El Índice del Inversor Verde publicó por primera vez resultados concretos y dejó una señal clara para el Norte Grande argentino. La región concentra buena parte del potencial productivo ligado a la transición verde, pero ese capital natural convive con debilidades institucionales y operativas que siguen condicionando la llegada de inversiones.
El relevamiento, elaborado por investigadores de la Universidad Nacional de San Martín (UNSAM) y el Conicet, analiza a las diez provincias del Norte Grande a partir de 35 indicadores agrupados en tres dimensiones —Facilidad, Seguridad y Sostenibilidad— y permite comparar, provincia por provincia, qué tan preparado está cada territorio para recibir proyectos productivos asociados a energías limpias, bioeconomía, uso sostenible de bosques y transformación productiva.
El informe parte de una advertencia central, que es que la abundancia de recursos naturales no garantiza desarrollo. En una región que concentra la mayor superficie boscosa del país, una enorme diversidad vegetal y condiciones ambientales clave para energías renovables, el principal límite no es la falta de oportunidades, sino la dificultad para convertirlas en proyectos viables, previsibles y sostenibles en el tiempo.
Los resultados muestran un mapa desigual. La Rioja aparece como la provincia con desempeño más equilibrado entre facilidad operativa, previsibilidad y sostenibilidad, aunque sin liderar ninguna de las dimensiones. Corrientes, Chaco y Tucumán presentan condiciones relativamente favorables para hacer negocios, pero con rezagos ambientales que limitan su atractivo para inversiones verdes de largo plazo, especialmente en el caso chaqueño. Jujuy y Salta se destacan por su fuerte tracción vinculada a energías renovables y minerales críticos, aunque enfrentan cuellos de botella en infraestructura, gestión y seguridad jurídica.

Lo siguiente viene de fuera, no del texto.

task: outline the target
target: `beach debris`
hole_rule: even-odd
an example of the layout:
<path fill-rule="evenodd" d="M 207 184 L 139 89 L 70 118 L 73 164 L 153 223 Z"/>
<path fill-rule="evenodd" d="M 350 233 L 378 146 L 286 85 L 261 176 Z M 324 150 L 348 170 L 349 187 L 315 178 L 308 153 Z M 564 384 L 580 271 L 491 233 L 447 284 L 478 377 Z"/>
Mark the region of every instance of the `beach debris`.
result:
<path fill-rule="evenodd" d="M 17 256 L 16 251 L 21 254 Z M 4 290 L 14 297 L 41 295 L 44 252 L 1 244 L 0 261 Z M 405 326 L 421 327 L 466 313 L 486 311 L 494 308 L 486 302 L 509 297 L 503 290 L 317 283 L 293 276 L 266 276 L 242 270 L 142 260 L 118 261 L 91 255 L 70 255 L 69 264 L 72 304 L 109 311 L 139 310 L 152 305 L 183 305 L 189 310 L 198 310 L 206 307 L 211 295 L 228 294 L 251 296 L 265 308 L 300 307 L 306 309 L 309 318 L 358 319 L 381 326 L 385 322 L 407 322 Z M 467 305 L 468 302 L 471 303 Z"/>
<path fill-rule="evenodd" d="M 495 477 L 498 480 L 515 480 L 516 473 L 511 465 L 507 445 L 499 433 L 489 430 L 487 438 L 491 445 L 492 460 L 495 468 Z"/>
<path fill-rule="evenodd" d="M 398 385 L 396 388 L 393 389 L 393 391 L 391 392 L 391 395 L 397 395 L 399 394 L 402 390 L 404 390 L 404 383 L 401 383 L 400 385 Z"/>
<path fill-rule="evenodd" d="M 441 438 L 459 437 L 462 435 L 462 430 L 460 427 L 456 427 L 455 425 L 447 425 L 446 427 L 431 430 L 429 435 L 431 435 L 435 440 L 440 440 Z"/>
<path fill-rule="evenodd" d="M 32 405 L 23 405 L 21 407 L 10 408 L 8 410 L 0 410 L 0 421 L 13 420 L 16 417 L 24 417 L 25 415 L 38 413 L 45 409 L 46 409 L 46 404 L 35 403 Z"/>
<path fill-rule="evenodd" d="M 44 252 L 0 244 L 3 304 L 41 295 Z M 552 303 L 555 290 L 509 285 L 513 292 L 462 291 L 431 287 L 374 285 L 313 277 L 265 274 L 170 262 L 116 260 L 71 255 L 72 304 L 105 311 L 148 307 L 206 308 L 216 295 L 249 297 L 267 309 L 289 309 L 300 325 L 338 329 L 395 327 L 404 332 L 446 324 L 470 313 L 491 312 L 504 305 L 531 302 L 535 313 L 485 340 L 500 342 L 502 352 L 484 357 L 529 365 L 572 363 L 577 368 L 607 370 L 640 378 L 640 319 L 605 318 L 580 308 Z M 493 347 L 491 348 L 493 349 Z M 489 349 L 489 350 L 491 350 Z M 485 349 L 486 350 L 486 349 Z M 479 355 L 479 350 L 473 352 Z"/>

Catamarca combina buenos indicadores de sostenibilidad y facilidad con una baja calificación en seguridad, mientras que Misiones se mantiene en un rendimiento intermedio, sin extremos. En el otro extremo, Formosa y Santiago del Estero exhiben niveles aceptables de previsibilidad, pero muestran déficits marcados en facilidad para invertir y en condiciones estructurales para el desarrollo de proyectos verdes.
Lejos de proponer un ranking competitivo, el índice plantea que el verdadero desafío del Norte Grande es la coordinación regional. El informe subraya que las asimetrías productivas, institucionales y ambientales podrían transformarse en complementariedades si existiera una estrategia común que ordene el uso del territorio, fortalezca capacidades estatales y genere reglas claras para el sector privado.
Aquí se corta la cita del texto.